Captive Pancreatic Disease
Pancreatitis Risk Factors in Captive Pangolins
- High-fat diet substitutes: Mealworm- or grub-heavy diets can deliver saturated fat loads the exocrine pancreas is not calibrated for, triggering lipase autoactivation within acinar cells and acute pancreatitis.
- Biliary stasis: In African species lacking gallbladders, extended fasting reduces bile flow through the common bile duct, allowing bile acid reflux into the pancreatic duct and acinar cell injury.
- Abrupt diet change: Switching from a live-ant diet to commercial insectivore paste without gradual transition can change the pH and osmolarity of duodenal chyme rapidly, altering secretin and CCK signalling and producing dysregulated enzyme secretion.
- Stress-related ischaemia: Cortisol-driven adrenergic vasoconstriction shunts splanchnic blood during acute stress episodes, briefly compromising pancreatic perfusion and predisposing to ischaemic acinar necrosis.
| Pancreatic Lesion | Frequency at Necropsy | Likely Trigger |
|---|---|---|
| Acute haemorrhagic pancreatitis | Occasional | High-fat diet; stress ischaemia |
| Chronic fibrosing pancreatitis | Common in long-term captives | Repeated sub-clinical injury; dietary inconsistency |
| Exocrine pancreatic insufficiency | Under-diagnosed clinically | Chronic malnutrition; acinar atrophy |
| Islet amyloid deposition | Rare; reported in aged animals | Chronic carbohydrate overload; IAPP misfolding |
Research Gaps
Despite the pangolin's status as the world's most trafficked mammal, basic pancreatic physiology remains largely unstudied. Published data on pancreatic enzyme activities, islet morphometry, insulin secretion kinetics, and chitin-related GLP-1 modulation are almost entirely absent from the peer-reviewed literature. The overwhelming focus on reproductive biology and trafficking data — both critical for conservation — has left the digestive and endocrine physiology of the living animal poorly characterised. Rescue centres that systematically collect plasma samples for glucose, insulin, glucagon, and amylase during the first 30 days of rehabilitation would generate the dataset needed to anchor clinical chemistry reference ranges and improve treatment protocols for pancreatitis.
Frequently Asked Questions
- Do pangolins produce chitinase in the pancreas?
- Chitin digestion in pangolins is primarily attributed to acidic chitinase produced by gastric glands rather than the pancreas. The pangolin pancreas secretes the full suite of proteases, lipases, and amylases needed for protein and lipid digestion of insect soft tissues, but pancreatic chitinase activity has not been definitively characterised in published pangolin studies.
- How do pangolins regulate blood glucose on an ant and termite diet?
- Ants and termites are protein- and fat-rich but contain very little digestible carbohydrate.
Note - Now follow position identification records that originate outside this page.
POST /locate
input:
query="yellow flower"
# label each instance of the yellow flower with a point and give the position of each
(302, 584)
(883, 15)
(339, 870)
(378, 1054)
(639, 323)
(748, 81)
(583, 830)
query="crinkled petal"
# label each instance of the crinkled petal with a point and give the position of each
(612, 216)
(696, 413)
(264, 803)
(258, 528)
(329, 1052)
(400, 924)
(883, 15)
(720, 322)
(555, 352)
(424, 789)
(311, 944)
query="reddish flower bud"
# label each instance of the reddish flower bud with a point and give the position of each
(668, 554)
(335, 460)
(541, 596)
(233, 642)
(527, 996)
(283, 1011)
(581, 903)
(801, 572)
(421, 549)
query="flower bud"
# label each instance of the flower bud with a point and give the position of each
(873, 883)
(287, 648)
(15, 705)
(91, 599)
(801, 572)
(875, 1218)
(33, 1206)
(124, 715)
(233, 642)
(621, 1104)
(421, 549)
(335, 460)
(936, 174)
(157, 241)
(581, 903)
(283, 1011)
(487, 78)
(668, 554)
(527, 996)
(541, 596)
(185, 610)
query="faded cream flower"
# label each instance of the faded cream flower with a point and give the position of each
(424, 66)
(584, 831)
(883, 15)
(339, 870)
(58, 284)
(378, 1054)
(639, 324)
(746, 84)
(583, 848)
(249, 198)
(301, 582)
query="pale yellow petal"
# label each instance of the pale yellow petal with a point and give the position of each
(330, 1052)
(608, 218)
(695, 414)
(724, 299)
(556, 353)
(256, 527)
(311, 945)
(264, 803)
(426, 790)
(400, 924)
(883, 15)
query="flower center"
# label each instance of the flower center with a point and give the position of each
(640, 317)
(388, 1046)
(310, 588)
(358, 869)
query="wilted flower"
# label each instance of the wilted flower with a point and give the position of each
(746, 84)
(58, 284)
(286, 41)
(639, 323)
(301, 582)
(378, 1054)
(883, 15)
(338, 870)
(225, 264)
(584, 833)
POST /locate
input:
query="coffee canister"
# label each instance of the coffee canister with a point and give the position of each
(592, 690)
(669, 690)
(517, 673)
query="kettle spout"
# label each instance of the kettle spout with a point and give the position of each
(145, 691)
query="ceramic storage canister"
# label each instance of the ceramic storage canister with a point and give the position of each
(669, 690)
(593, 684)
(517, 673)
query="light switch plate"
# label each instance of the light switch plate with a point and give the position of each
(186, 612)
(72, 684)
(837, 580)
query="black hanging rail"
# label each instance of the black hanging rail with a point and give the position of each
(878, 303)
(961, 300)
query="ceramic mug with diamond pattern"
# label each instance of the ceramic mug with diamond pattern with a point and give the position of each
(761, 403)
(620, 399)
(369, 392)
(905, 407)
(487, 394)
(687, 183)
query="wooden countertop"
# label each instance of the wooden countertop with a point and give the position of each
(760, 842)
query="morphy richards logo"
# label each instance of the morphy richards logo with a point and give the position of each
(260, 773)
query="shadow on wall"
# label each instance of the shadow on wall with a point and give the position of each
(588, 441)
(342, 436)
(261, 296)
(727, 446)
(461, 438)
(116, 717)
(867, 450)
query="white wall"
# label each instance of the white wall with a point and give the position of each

As a result, pangolin islets manage a low-amplitude glycaemic environment — insulin pulses are modest and glucagon plays a proportionally larger role in maintaining fasting glucose via hepatic gluconeogenesis from amino acid precursors. Captive diets that introduce starchy foods or high-sugar components can cause unexpected postprandial glucose spikes because the islet beta-cell mass is not calibrated for large carbohydrate loads.
- What pancreatic diseases affect pangolins in captivity?
- Acute pancreatitis triggered by high-fat diet components, exocrine pancreatic insufficiency secondary to chronic malnutrition, and secondary pancreatitis from biliary stasis are the most frequently reported pancreatic lesions in captive pangolin necropsies. The absence of a gallbladder in African pangolin species means bile delivery is continuous, changing the pattern of pancreatic enzyme activation and potentially predisposing to acinar cell injury when diet is abruptly changed.